The original "Red Dawn" has aged about as well as legwarmers, Aquanet hair and pre-ripped jeans.
The movie's plot can best be described as "The Breakfast Club" meets "Invasion U.S.A." And by "Invasion U.S.A.," I mean either the 1952 Red Scare flick about godless commies descending on America or the 1985 Chuck Norris movie about godless commies descending on America. Take your pick.
"Red Dawn" opens with the Russians and Cubans invading the U.S. Afterward, it's up to a bunch of high school students to mount a resistance. Along the way, they get training from a downed Air Force pilot played by Powers Boothe, which allows them to stage guerrilla raids and fight their way to friendly territory.
The movie is best known for launching the careers of Patrick Swayze, Charlie Sheen and C. Thomas Howell.
OK, let's be honest about that. C. Thomas Howell hasn't had much of a career. But that's what he gets for agreeing to star in "Soul Man."
Anyway, back when Ted Turner still controlled TBS, rumor had it that he personally programmed the channel by spinning a big wheel with movie titles printed on it. Then he'd air whichever movie the arrow landed on. Unfortunately, the wheel listed the titles of only three movies: "Beastmaster," "Roadhouse" and "Red Dawn."
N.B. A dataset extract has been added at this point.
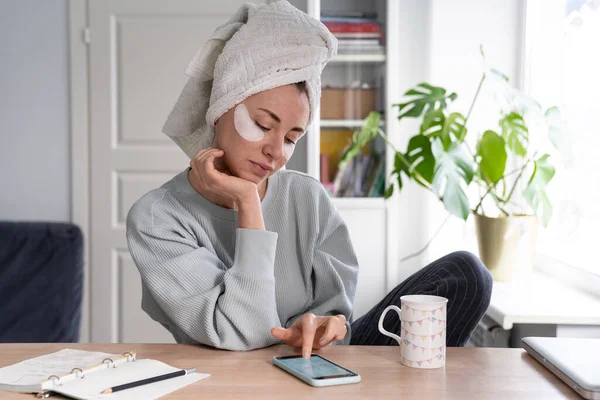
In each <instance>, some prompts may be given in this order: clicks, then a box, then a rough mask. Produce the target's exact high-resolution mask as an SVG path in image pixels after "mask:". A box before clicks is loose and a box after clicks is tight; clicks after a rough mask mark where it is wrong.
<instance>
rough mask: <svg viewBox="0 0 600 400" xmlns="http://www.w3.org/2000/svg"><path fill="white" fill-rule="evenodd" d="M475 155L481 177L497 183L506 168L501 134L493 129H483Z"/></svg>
mask: <svg viewBox="0 0 600 400" xmlns="http://www.w3.org/2000/svg"><path fill="white" fill-rule="evenodd" d="M477 155H478V156H479V170H480V171H481V174H482V175H483V178H484V179H485V180H486V181H488V182H491V183H497V182H498V181H499V180H500V178H502V177H503V176H504V169H505V168H506V157H507V155H506V146H505V143H504V139H502V136H500V135H498V134H497V133H496V132H494V131H485V132H484V134H483V136H482V137H481V140H479V143H478V145H477Z"/></svg>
Now, it could be that I'm the person who started that rumor. That's neither here nor there. The point is, "Red Dawn" aired on TBS a lot when I was a teenager.
"Red Dawn" is written and directed by John Milius, who also gave us Arnold Schwarzenegger in "Conan the Barbarian." As one of Hollywood's few out-of-the-closet conservatives, Milius apparently decided that it was his duty to make an anti-communist movie that was every bit as paranoid and absurd as the anti-business and anti-nuclear movies Hollywood was churning out at about the same time.
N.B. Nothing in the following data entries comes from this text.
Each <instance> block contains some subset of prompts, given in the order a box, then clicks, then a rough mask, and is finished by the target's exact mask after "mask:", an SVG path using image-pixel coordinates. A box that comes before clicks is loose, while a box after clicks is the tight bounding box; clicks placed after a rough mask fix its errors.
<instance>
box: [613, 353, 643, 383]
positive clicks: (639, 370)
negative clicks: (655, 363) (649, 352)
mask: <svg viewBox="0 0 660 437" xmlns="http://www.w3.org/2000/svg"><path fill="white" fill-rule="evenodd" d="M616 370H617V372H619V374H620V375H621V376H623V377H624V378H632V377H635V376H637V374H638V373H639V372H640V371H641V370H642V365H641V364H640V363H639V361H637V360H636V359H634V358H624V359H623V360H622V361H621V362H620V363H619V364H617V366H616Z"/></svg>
Seven years later, the Soviet Union would be gone. But "Red Dawn" would still be on cable TV and still taking itself way too seriously.
But for all of its dreary, depressing earnestness, "Red Dawn" is now a cult favorite, which is probably why someone at MGM thinks it is prime remake material. There's just one tiny, little problem. The Soviet Union is no more. It has ceased to be. It has expired and gone to meet its maker. It is an ex-country.
But never fear. There still is one Big Bad out there to serve as the heavy — China.
According to a review of the remake's script, the new "Red Dawn" has the Chinese invading the U.S., with the Russians coming in later to back them up. So, basically, China is the new Soviet Union and Russia is stuck with the role of Cuban flunky. My, how the Russian Bear has fallen.
The irony here is that the new "Red Dawn" is probably being shot with camera equipment made in China. And that brings up another glaring flaw with this remake. As unlikely as a Soviet invasion of the U.S. was in 1984, a Chinese invasion in 2010 is even more farfetched.
I'm pretty sure we never bought movie equipment from the former Soviet Union, but we buy almost everything from China. Last year alone, the U.S. and China did $409 billion worth of business with each other, with China racking up a $266 billion trade surplus, which it then used to buy a sizable chunk of U.S. debt.
China is far more likely to turn us over to a bill collector than invade. And that might be worse. Think of all the harassing phone calls.